Smart Bidding Google Ads : le guide complet des enchères intelligentes

Alexande Falck
Chief Mage Officer
DANS CET ARTICLE
  • Le Smart Bidding regroupe les stratégies d’enchères automatiques de Google Ads pilotées par le machine learning : Maximiser les conversions, CPA cible, Maximiser la valeur de conversion et ROAS cible.
  • Selon les données de Google, les campagnes Search qui passent aux enchères sur la valeur avec un ROAS cible gagnent en moyenne 14% de valeur de conversion, à ROAS équivalent.
  • Le Smart Bidding n’est fiable que si le tracking l’est : conversions correctement mesurées, Consent Mode V2 et Enhanced Conversions sont des prérequis, pas des options.
  • Règle de pilotage n°1 : ne jamais modifier une cible (CPA ou ROAS) de plus de 20% d’un coup, sous peine de relancer la phase d’apprentissage et de dégrader la performance pendant plusieurs semaines.
  • Sur +20M€ de budget Google Ads géré, nous atteignons un ROAS moyen de 5x en combinant Smart Bidding et pilotage humain hebdomadaire : l’algorithme exécute, l’expert décide.

Le Smart Bidding Google Ads a changé la nature du métier : l’algorithme décide désormais, en temps réel, combien payer pour chaque clic. Et il le fait bien, à condition d’être bien nourri. Les données internes de Google montrent +14% de valeur de conversion en moyenne pour les campagnes Search qui adoptent le ROAS cible, à rentabilité équivalente (source).

La réponse courte : oui, le Smart Bidding surpasse les enchères manuelles dans la grande majorité des cas. Mais il exécute vos instructions, il ne les corrige pas. Une cible mal calibrée ou un tracking défaillant, et l’algorithme optimise à pleine vitesse dans la mauvaise direction.

Ce guide détaille chaque stratégie d’enchères, les signaux utilisés par l’algorithme, les 5 prérequis avant activation, les cas où le manuel garde du sens, et nos réglages issus du terrain.

Qu’est-ce que le Smart Bidding ?

Définition : le Smart Bidding désigne les stratégies d’enchères automatiques de Google Ads qui utilisent le machine learning pour ajuster chaque enchère au moment même de l’enchère (auction-time bidding), en s’appuyant sur des centaines de signaux : appareil, localisation, heure, audience, historique de navigation, requête exacte.

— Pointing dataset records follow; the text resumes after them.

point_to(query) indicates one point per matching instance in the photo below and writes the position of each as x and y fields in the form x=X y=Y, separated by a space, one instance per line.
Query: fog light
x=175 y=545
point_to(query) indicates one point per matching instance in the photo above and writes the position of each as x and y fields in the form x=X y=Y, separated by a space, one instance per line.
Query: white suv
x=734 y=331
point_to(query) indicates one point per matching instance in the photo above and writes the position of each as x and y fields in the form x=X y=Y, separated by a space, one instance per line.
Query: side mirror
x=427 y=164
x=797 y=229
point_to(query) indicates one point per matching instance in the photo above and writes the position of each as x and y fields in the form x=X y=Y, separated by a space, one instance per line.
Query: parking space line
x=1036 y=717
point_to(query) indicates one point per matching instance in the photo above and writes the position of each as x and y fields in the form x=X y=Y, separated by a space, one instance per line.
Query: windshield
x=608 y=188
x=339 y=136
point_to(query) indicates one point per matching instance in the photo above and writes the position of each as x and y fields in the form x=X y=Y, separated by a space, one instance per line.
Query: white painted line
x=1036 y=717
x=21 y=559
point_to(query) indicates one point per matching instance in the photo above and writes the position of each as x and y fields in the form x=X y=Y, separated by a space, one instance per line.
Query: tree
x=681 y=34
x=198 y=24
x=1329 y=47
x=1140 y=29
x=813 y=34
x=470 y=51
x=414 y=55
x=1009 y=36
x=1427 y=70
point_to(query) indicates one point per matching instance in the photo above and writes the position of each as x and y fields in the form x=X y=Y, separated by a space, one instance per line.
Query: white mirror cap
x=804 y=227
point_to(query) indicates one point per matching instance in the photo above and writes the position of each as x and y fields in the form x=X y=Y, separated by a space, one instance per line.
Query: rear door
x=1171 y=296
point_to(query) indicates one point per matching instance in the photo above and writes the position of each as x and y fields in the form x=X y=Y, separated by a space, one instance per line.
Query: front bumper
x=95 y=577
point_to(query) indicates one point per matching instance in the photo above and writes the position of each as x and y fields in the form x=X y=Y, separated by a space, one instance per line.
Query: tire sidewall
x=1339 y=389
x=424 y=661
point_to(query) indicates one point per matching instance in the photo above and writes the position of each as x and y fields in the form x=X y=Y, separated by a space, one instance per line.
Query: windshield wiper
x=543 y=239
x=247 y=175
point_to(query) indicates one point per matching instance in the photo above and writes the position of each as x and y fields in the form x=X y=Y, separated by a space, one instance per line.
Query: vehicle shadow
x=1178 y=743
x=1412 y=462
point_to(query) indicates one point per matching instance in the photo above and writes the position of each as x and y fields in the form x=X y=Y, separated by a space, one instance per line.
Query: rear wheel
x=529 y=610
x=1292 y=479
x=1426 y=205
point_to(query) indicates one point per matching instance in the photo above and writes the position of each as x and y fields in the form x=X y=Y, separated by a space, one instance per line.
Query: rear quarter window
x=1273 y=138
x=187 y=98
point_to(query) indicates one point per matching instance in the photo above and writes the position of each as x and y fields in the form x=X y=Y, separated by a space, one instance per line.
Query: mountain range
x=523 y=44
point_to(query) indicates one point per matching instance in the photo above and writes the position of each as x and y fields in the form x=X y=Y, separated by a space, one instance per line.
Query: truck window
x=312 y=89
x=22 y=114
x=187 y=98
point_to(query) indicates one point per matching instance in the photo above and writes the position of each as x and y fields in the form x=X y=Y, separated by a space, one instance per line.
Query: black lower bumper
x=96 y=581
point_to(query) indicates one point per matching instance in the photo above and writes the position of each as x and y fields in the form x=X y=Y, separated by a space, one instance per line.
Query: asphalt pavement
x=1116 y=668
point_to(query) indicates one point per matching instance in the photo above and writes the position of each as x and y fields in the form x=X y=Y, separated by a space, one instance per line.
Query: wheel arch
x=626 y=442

La nuance importante : toutes les enchères automatiques ne sont pas « intelligentes ». Maximiser les clics ou Taux d’impressions cible automatisent l’enchère sans optimiser la conversion. Le Smart Bidding au sens strict, tel que défini dans la documentation Google Ads, optimise les conversions ou leur valeur. L’eCPC, ancienne stratégie hybride, a d’ailleurs été retiré : le choix se fait désormais entre pilotage manuel et automatisation complète.

Les stratégies d’enchères intelligentes, une par une

Maximiser les conversions

L’algorithme dépense l’intégralité du budget pour obtenir le plus de conversions possible, sans contrainte de coût unitaire. C’est la porte d’entrée idéale pour un compte jeune ou une campagne avec peu d’historique. Attention : sans CPA cible, les CPC peuvent flamber si le budget est généreux. À utiliser comme phase d’accumulation de données, rarement comme régime permanent.

CPA cible (tCPA)

Vous fixez un coût par acquisition, l’algorithme ajuste chaque enchère pour le tenir. C’est la stratégie reine en génération de leads, notamment en B2B. Deux conditions de réussite : un volume d’environ 30 conversions par mois minimum, et une cible de départ alignée sur votre CPA historique. Fixer une cible 2 fois plus basse que la réalité ne force pas l’algorithme à faire mieux : cela le prive d’enchères et assèche le volume.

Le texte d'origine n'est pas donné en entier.